One for the Math Geeks

After the world’s most intense game of Spider SOLITAIRE played by Spider GM, two International Masters and three coloured blobs from Among Us, followed by some rather detailed post-mortem analysis I think now is a good time for some light relief with some rot13(zngurzngvpny znfgheongvba). More specifically, we answer the following question: if cards are dealt one at a time from a perfectly shuffled deck, how long do we have to wait until a full suit appears?

The relevance to Spider Solitaire players should be pretty clear: we have absolutely no control over what cards turns up. If, for example, there are no Queens in the first 20 cards then the chances of the next turnover being a Queen are exactly 8 in 84 – no amount of skilled or unskilled play can fight the basic laws of probability. All you can do is hope to mitigate the effects of not getting any Queens in the first 20 cards with skilful play. Similar considerations apply if you’re in the middle-game desperately waiting on the Three of Diamonds to complete a full suit.

If you insist on shifting the odds, we can commit the cardinal sin of Spider Solitaire by using rot13(haqb). Alternatively, we can somehow fail to obtain any turnovers in the tableau for the remainder of the game – in either case, the mere thought is too horrible to contemplate.

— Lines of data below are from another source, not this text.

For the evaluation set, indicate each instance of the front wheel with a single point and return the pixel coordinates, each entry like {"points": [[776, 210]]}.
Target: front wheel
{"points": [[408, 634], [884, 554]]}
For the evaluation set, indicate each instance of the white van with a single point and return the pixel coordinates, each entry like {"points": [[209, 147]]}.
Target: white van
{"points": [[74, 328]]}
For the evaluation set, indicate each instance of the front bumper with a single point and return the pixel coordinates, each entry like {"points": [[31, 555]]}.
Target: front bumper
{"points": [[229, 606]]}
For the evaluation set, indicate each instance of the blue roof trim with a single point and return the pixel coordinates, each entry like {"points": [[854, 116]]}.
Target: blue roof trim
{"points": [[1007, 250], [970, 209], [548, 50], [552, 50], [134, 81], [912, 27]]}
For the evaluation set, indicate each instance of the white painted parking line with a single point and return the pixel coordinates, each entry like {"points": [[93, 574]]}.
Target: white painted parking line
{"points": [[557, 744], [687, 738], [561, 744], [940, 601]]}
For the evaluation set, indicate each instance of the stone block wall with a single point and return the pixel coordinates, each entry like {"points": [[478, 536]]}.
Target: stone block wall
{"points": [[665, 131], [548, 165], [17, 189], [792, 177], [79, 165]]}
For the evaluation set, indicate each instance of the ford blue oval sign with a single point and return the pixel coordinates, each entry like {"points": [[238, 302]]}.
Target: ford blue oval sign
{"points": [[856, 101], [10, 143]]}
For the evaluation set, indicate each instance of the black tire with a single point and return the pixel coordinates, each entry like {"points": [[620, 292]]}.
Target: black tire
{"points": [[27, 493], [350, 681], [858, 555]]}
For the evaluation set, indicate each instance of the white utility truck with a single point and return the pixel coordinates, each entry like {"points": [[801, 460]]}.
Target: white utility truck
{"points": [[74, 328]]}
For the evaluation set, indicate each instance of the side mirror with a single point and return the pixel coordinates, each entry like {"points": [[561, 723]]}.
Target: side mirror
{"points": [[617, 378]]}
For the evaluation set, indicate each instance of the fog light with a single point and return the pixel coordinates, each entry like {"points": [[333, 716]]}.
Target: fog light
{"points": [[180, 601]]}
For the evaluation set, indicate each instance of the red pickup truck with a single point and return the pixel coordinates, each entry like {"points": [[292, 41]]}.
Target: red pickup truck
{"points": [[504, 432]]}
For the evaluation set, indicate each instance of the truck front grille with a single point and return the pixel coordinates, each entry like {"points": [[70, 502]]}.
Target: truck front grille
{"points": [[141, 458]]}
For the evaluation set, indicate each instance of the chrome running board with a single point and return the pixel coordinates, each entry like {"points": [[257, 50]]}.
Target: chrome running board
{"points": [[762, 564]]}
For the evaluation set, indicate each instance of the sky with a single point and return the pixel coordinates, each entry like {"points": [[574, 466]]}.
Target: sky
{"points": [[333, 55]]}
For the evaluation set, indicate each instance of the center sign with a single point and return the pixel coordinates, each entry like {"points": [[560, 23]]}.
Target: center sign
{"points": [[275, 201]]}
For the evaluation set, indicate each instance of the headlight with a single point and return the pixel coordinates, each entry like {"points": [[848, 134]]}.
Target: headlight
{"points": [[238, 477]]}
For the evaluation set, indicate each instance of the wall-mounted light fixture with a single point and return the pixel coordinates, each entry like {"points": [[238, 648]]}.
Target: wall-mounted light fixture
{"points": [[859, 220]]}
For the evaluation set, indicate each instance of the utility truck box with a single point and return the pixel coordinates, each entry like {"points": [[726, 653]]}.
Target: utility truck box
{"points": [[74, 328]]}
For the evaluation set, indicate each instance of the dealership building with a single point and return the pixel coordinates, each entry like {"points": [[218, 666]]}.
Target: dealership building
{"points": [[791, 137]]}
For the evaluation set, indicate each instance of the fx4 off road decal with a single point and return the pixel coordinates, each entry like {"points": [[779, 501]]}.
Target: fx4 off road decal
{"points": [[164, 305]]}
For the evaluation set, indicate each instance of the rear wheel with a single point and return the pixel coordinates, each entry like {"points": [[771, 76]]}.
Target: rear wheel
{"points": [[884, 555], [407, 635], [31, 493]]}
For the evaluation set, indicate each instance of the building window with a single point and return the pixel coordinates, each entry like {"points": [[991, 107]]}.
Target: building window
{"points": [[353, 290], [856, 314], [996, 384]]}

There is one minor complication: when dealing from the stock 10 cards appear simultaneously (which I mentioned more than once during the post-mortem of the Among-Us game). Here we will assume they appear sequentially. In the example below, a row of 10 cards has just been dealt. There are 61 cards visible, and by the time the Three of Diamonds is dealt we see every card in Diamonds. In other words, we needed 60 cards to obtain a full suit.

Clearly, the minimum number of cards required is 13 and the maximum is 96 (if we get e.g. no Kings until the last eight cards). During the Among Us game I thought we were fairly lucky to see a full suit after 60 cards. From experience I would expect we need more cards visible before the chances of seeing a full suit are 50%. However, I never bothered to quantify this. Fortunately, it is relatively straightforward to run a computer simulation. We might simulate X hands and find e.g. we need on average Y cards instead of 60 before there is an even chance of finding a complete suit. If Y cards corresponds to the Zth percentile then we would know where we stand in terms of how lucky we were.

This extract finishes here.